She joined a club against her own wishes. The club girls talked about dresses and Wendy thought about swords and crocodiles.
Wendy thought, these silly young things never heard that tick tock and shaken in their boots. They’ve never seen the stars up close.
They talked longingly of their mothers’ lipstick, of debutantes and growing up, and Wendy thought, How many fairies have you killed?
The years rolled on. Wendy fell in love with boys who needed her, who fascinated her, a long line of sharp-boned muses who forgot to eat their vegetables for weeks.
These boys only knew one kind of woman. They expected mothers, all of them, women childless or not, beautiful women with strength and graces pressed into their souls. If they had ever found Wendy crying over a thimble, they would not have known what to do with this alien fragile thing.
So they did not find her so. Wendy Darling was well versed in being the thing people needed her to be. Even to the most magical place she knew, Wendy had been brought for one reason. Peter’s boys had needed a mother.
That thought sat rancid in her stomach for days, but then she remembered: Peter had lingered at her window all those nights not because he needed soup or love or tucking in. He had loved her stories.
She had taken the wild boy, the lost bird, the starcatcher, and had stolen his breath away with words of her own making. On the other side of years and years, Wendy caught her own breath.
She started carrying a thimble in her pocket. When Wendy felt powerless, like a thing and not a person, she slipped a finger against the chill shape. It was a slip of puckered metal, an odd knick knack of women’s work. But once, Wendy had named it something else, given it power.
Boys boasted around her, of jumping fences and wrestling, of stealing kisses. Wendy thought, you think you know the power of a kiss? I once defeated death with a thimble, because I gave it a name. I believed. Words are power, and the words are mine.
One day, someone did find her crying. Wendy was in the girl’s lavatory. It had been a little thing, John snapping at her over breakfast, and then some boy in the yard saying something careless. Wendy had thought, I once knew how to fly, and suddenly everything seemed too dirty and too confining to stand. She hid in the furthest stall from the door, and cried angrily about every speck of magic she had lost in her life.
There was a light knock on the door and some wispy little thing from the club Wendy’d been calling her penance peeked in.
“My grandma died last year,” the girl said. “I was crying in the next stall over.” The girl sat up on the edge of the sink and said, “Do you want to hear a story about her?”
At the next club meeting, Wendy listened. A grinning redhead always used the past tense when she spoke of her father. Another girl, wan, flinched at loud sounds. They knew the sound of the ticking clock, these young women, some of them better than she ever had. Wendy had walked away from one beautiful world and into another. They had lost one, or many; or wished they could fly away the way she had gotten to, once.

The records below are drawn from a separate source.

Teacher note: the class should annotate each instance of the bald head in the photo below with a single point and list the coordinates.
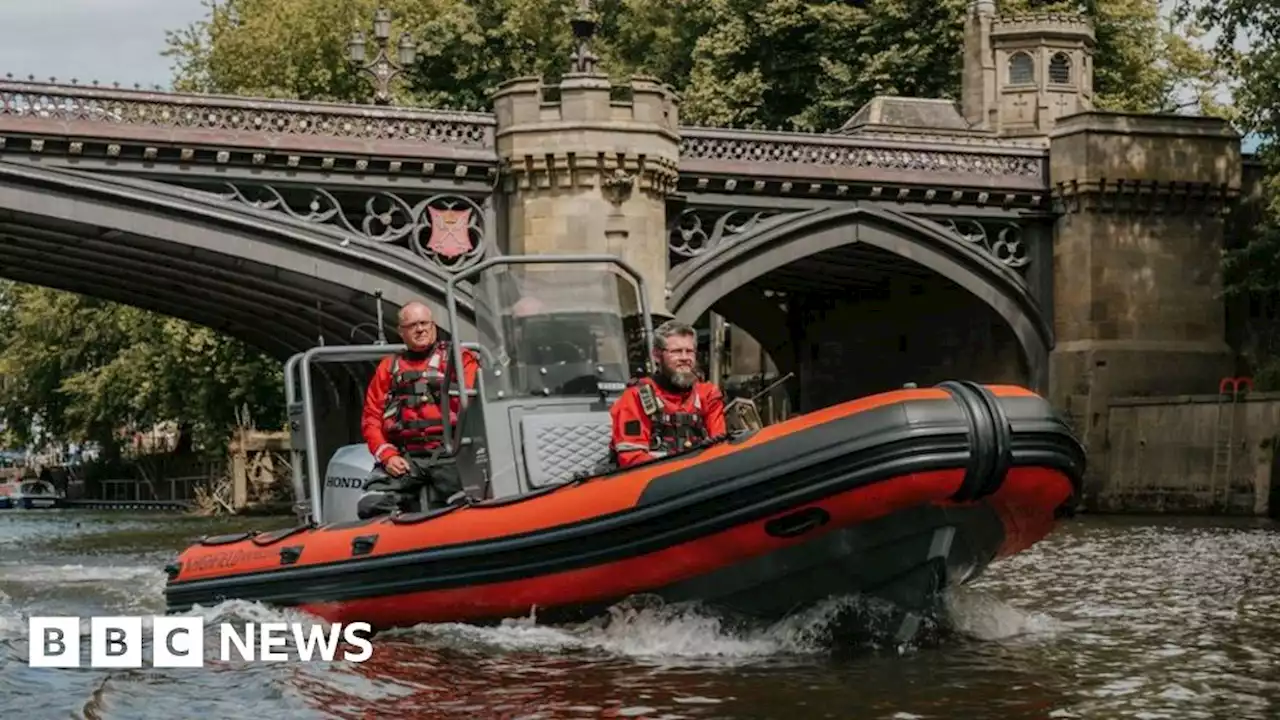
(416, 326)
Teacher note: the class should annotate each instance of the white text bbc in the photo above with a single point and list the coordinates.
(179, 642)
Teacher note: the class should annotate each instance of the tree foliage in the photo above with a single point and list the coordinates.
(80, 369)
(795, 64)
(1248, 45)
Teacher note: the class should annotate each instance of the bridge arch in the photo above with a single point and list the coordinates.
(700, 283)
(275, 282)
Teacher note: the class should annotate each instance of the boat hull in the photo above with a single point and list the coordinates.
(897, 496)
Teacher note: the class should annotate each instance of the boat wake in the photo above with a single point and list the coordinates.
(449, 670)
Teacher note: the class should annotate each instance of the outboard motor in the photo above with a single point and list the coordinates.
(344, 481)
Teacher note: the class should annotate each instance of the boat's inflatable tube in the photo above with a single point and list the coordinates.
(663, 523)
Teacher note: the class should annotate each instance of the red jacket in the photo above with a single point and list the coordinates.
(389, 432)
(640, 436)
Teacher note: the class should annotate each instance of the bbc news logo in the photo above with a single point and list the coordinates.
(179, 642)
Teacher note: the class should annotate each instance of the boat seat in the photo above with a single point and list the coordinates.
(558, 445)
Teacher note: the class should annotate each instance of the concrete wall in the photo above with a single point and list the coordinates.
(1161, 455)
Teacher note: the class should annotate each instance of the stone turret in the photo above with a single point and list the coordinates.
(1024, 72)
(585, 171)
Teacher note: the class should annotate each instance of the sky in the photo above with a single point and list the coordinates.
(103, 40)
(108, 40)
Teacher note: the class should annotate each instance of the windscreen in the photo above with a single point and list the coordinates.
(556, 328)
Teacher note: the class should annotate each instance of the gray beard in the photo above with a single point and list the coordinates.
(681, 379)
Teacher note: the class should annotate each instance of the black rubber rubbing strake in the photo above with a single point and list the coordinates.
(982, 440)
(364, 545)
(1004, 434)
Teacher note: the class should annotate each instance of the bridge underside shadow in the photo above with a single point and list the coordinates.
(856, 320)
(277, 283)
(863, 300)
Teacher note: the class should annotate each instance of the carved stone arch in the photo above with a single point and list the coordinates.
(700, 283)
(764, 320)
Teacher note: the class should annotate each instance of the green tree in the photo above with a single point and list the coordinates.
(796, 64)
(80, 369)
(1248, 42)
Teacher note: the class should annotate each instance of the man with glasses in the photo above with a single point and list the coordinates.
(402, 420)
(671, 411)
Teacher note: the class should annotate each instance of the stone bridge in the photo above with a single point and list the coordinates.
(1016, 235)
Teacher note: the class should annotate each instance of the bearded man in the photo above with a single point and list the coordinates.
(671, 411)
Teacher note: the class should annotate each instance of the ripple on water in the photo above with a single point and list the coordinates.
(1105, 619)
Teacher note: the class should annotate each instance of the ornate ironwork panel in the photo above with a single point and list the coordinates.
(446, 229)
(698, 231)
(1002, 240)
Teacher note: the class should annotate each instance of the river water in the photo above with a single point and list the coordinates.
(1109, 618)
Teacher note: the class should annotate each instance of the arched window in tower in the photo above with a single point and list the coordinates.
(1022, 69)
(1060, 68)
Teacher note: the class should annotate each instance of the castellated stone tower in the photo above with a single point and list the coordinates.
(1024, 72)
(585, 172)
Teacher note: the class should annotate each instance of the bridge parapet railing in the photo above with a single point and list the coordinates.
(800, 159)
(144, 115)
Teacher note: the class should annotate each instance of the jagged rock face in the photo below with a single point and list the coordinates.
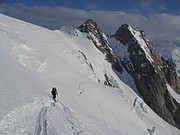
(100, 41)
(150, 73)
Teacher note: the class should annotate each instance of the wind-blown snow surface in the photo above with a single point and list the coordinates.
(34, 59)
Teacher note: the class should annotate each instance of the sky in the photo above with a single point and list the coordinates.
(158, 18)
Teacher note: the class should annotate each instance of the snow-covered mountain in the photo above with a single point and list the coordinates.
(170, 50)
(34, 59)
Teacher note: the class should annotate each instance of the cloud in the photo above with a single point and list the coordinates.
(90, 6)
(164, 26)
(152, 6)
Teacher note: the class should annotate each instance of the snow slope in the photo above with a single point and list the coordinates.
(34, 59)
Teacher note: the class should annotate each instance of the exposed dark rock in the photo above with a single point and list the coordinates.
(150, 73)
(100, 41)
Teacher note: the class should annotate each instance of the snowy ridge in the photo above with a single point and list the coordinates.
(35, 59)
(142, 43)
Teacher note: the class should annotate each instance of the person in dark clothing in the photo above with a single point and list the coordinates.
(54, 93)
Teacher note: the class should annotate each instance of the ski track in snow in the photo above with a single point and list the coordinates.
(41, 124)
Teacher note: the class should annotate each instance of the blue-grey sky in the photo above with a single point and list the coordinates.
(142, 6)
(158, 18)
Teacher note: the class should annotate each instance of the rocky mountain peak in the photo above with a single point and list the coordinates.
(150, 72)
(100, 41)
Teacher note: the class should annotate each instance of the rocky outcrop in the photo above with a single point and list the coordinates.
(150, 73)
(100, 41)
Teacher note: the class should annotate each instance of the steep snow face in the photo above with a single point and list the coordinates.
(170, 51)
(34, 59)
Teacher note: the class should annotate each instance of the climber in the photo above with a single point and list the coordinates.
(54, 93)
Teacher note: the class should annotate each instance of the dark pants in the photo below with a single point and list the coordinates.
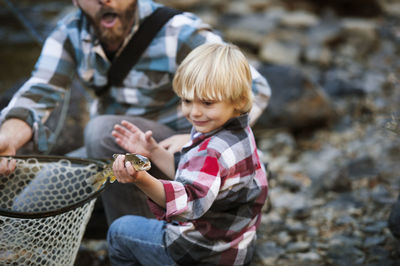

Wendy stopped crying in bathrooms, mostly. She started checking them, quietly, and offering shoulders and stories of a magical land to the people she found there.
Wendy listened. One of the club girls was obsessed with trains, the way they take you away, the way they come back on schedule, the sound of them. Wendy asked, and she listened. A young woman whose hands folded in her lap like a wayward haystack stared out the window, entranced by a world only she could see.
Wendy thought, you’ve never seen the stars up close. She thought, maybe I can show you.
She dragged them all out one night, late, when they were out in the country for a school trip. They snuck out of their lodgings and got in terrible trouble for it, but that night the moon was missing and the sky was dusted with more blazing stars than they had ever seen, except for Wendy.
None of them but one odd duck knew the boys’ parts, but they did their best to dance there beneath them, to pretend they could catch starlight on their outstretched tongues.
Wendy wondered what the mermaids would have said, if she had ever learned their tongue. She wondered what stories Tinkerbell could have told her. She wondered if Tiger Lily would have taught her how to dance.
She wondered why none of the women in Neverland had been able to speak to her. She wondered why she hadn’t tried.
Michael sprouted inches and inches, his voice dropping to an alien depth. He stopped planting broomsticks tied with old red shirts on the dining room table and declaring the room claimed for Neverland.
Michael buried himself in books instead, as though that might be a way out. He started scribbling in journals, for all John teased him about it. Wendy was sure that those messy lines were not all poetry about the chin of the girl down the street, sure some of them were the adventures Michael was having still, somewhere inside. She was sure. She hoped with every ounce of herself, hoped like it was the kind of faith that makes children fly.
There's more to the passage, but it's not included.